Matthew points out that Jesus is the “fulfillment” of the Immanuel prophecy of Isaiah 7-9 (1:22-23). Just as Isaiah’s children were a sign to the nation 700 years before that God was present with them to bring blessing and deliverance to those who trusted and acted on God’s promises in the Assyrian crisis, so Jesus was a sign that God was acting decisively in the world again. Isaiah had predicted that a greater Immanuel was coming who would bring God’s rule, rest, and peace to the entire world. (Isaiah 9:6-7) This greater Immanuel would bring God’s presence into the world in an even more concrete way. God himself would take on a human body and come into the world through a miraculous virgin birth. God himself was coming to free all people, not just from tyrants like Assyria and Rome, but from the dark spiritual forces behind them, from sin, death, and all its consequences. Like in Israel of old, our response to the sign child Jesus determines whether we receive the Immanuel of blessing or the Maher-Shalal-Hash-Baz (Isaiah 8) of judgment. Joseph models the proper response as he obeys completely.

In the next section (2:1-12) Matthew records the visit and worship of the Gentile Magi from Persia. The story of the Magi is another of the indications that Matthew is concerned for the mission to the Gentiles. It would have reminded Jewish readers of the many prophecies that, in God’s kingdom, people from all over the world would come and worship God and his king. This is the context of the prophecy in Micah 5:2 that the Jewish priests use to confirm that Messiah will be born in Bethlehem of Judea. This same prophecy (Micah 4:1-5) predicts that people from all nations will come to God’s king and worship. The Magi would be the first in a long line of Gentiles who would worship Jesus.

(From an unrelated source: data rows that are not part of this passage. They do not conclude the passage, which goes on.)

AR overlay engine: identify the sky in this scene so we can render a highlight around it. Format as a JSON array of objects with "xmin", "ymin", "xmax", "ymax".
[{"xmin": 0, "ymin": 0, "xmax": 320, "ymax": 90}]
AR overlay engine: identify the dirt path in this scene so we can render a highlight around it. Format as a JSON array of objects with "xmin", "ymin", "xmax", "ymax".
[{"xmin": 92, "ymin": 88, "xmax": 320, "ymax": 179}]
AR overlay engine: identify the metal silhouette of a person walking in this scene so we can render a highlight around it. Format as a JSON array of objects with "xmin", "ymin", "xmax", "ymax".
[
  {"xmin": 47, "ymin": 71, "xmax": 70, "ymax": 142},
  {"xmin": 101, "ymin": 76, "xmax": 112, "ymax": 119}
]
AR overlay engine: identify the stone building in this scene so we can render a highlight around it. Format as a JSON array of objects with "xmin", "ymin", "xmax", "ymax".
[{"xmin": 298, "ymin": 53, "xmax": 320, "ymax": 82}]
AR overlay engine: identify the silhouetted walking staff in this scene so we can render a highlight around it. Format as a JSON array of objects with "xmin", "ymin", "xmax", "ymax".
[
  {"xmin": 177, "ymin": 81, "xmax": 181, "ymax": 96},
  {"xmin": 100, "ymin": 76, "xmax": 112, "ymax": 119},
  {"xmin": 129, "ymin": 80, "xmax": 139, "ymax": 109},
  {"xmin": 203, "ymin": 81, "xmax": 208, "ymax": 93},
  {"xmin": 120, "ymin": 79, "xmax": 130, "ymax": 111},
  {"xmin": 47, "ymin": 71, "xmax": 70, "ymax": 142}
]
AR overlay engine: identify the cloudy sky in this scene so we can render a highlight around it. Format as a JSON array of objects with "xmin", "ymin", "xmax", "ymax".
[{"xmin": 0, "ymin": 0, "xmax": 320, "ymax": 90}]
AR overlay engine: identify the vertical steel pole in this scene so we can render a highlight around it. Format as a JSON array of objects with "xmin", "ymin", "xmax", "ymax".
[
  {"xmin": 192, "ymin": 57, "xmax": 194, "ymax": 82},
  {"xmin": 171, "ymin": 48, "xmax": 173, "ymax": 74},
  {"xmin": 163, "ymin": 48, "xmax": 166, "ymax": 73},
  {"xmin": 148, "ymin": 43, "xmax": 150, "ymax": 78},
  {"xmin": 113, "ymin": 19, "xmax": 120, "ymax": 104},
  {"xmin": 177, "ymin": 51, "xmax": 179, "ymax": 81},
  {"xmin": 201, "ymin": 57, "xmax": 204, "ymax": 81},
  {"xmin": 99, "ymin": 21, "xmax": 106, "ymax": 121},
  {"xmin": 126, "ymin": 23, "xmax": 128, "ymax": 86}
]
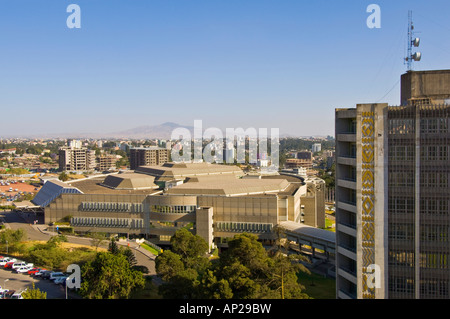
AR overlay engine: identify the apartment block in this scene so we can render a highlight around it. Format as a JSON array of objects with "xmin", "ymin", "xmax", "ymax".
[
  {"xmin": 130, "ymin": 147, "xmax": 170, "ymax": 170},
  {"xmin": 58, "ymin": 144, "xmax": 96, "ymax": 171},
  {"xmin": 335, "ymin": 71, "xmax": 450, "ymax": 299}
]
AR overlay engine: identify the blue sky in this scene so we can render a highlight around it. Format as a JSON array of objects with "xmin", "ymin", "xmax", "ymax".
[{"xmin": 0, "ymin": 0, "xmax": 450, "ymax": 137}]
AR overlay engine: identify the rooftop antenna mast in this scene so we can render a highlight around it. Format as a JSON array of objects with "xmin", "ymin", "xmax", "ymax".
[{"xmin": 405, "ymin": 10, "xmax": 422, "ymax": 71}]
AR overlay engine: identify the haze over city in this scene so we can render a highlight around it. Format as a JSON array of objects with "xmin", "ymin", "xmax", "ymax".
[{"xmin": 0, "ymin": 0, "xmax": 450, "ymax": 137}]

The worship of the Magi is a model for how we are to worship King Jesus. As they brought gold so should we worship by using our possessions and resources to serve Jesus’ mission and Jesus’ people. As they brought frankincense, the incense that went up to God in the temple symbolizing the prayers of the people, so we should privately and publicly lift up our prayers and praise to the throne room of God because we know he hears them. As they brought myrrh, burial perfume, so we should remember the cross of Jesus and what it accomplished and take up our own cross and follow him.